Teenage boys typically begin growing the first signs of facial hair around the age of 15, although it may take quite some time before a daily shaving habit becomes necessary.
Most girls will begin to show an interest in shaving their leg hair around the age of 13. In addition to their legs, teenage girls may begin experiencing peer pressure to groom other areas of body hair, such as their eyebrows, upper lip, underarms, and bikini area.
While trimming all new hair growth is not medically necessary, teens may feel more comfortable fitting in with their peers if they remove hair in unwanted places. All teens should be taught about safe razor use and the importance of never sharing razors with others. Shaving alternatives such as special bikini trimmers, waxing, and other hair removal products can be shared with your teen as well.
While some teens may have slacked off on caring for their baby teeth, it is now crucial to understand the importance of oral hygiene. Many teens have braces, retainers, and other orthodontic appliances that require special care and attention to cleanliness. Brushing and flossing should occur at a minimum of twice a day, ideally after every meal, and a visit to the dentist at least annually can help identify and prevent any issues early on.

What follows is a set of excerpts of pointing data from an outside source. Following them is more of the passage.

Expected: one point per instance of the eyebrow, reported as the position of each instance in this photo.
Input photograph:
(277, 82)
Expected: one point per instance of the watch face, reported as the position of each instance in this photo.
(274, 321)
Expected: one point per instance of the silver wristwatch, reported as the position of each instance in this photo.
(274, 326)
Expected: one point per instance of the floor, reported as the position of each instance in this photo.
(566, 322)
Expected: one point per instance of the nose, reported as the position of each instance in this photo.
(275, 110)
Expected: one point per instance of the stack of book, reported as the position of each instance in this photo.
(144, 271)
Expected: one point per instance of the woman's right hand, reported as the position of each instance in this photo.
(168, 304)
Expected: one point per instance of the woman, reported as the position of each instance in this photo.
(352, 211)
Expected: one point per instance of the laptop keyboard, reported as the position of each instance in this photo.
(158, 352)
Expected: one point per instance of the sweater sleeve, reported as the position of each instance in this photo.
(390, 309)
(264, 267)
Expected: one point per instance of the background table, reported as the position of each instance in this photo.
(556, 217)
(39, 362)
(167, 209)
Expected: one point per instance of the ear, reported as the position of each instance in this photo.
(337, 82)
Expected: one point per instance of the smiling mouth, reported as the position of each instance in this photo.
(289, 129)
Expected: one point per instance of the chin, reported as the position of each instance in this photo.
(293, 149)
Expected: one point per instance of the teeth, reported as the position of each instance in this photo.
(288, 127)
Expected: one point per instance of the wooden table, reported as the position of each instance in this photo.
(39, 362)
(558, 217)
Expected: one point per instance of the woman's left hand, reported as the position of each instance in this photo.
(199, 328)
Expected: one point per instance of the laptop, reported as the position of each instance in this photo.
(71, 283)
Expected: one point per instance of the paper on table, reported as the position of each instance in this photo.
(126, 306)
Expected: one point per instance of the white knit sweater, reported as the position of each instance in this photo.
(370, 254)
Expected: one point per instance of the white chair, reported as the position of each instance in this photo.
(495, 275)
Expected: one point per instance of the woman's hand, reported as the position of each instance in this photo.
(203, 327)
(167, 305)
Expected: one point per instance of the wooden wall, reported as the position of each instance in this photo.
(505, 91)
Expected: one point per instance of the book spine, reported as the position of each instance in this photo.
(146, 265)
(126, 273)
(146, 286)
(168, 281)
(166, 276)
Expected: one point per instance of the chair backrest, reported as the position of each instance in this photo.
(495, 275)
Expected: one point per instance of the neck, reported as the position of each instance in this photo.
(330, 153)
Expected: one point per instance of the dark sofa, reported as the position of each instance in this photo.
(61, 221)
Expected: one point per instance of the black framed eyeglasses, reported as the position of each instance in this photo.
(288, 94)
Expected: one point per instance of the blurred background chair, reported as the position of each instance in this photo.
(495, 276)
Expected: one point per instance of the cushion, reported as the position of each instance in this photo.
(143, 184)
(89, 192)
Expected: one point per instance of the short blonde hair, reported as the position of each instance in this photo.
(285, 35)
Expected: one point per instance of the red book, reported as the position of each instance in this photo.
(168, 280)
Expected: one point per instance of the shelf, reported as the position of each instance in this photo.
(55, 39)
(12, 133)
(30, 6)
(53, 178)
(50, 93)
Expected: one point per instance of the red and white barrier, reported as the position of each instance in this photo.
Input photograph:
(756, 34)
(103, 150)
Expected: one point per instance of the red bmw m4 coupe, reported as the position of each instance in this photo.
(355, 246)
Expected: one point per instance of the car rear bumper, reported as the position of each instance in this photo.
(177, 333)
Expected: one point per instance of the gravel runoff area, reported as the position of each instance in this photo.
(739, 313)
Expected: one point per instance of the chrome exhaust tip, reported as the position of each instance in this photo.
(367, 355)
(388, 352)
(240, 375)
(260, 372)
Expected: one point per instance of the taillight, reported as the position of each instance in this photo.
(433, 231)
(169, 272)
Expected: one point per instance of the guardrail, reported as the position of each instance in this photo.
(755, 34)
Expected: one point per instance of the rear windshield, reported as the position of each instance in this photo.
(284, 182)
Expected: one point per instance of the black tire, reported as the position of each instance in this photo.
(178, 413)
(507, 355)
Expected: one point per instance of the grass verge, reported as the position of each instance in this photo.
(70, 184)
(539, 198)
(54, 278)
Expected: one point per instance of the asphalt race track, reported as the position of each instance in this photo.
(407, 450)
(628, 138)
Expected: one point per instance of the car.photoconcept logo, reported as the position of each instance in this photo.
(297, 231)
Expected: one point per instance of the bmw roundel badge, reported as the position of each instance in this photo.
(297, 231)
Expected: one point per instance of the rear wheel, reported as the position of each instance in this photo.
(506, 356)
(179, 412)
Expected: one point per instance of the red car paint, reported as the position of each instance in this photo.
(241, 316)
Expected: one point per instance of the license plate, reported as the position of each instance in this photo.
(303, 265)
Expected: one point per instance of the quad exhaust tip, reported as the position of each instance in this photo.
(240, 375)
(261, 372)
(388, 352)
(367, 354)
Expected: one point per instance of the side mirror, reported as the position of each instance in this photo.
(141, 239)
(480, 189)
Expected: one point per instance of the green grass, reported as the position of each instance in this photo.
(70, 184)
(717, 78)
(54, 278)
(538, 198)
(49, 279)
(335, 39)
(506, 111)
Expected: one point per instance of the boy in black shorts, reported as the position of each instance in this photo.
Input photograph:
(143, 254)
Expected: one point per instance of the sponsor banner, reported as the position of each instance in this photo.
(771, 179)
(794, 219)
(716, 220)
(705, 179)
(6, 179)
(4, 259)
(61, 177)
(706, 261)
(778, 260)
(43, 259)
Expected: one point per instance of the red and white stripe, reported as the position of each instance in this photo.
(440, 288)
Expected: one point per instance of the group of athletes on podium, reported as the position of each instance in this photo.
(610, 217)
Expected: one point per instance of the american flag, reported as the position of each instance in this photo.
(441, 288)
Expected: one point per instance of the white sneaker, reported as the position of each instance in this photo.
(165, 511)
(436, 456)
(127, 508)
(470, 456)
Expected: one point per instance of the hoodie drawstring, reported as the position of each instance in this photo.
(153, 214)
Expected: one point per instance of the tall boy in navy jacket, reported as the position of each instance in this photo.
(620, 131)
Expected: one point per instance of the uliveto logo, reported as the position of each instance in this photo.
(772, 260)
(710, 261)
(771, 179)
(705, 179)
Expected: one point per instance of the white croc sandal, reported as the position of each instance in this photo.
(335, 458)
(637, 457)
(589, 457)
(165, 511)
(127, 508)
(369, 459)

Along with puberty comes the necessity for teen girls to learn the basics of understanding and caring for their bodies during their menstrual cycle. Teens should be taught how to track their periods, how to safely use sanitary pads or tampons, and what to expect during their monthly cycles.
To encourage good hygiene in your tweens and teens, start the conversation early and model the behaviors you wish to see. Keeping a clear and open line of communication with your teen is important to prevent feelings of body shame or embarrassment.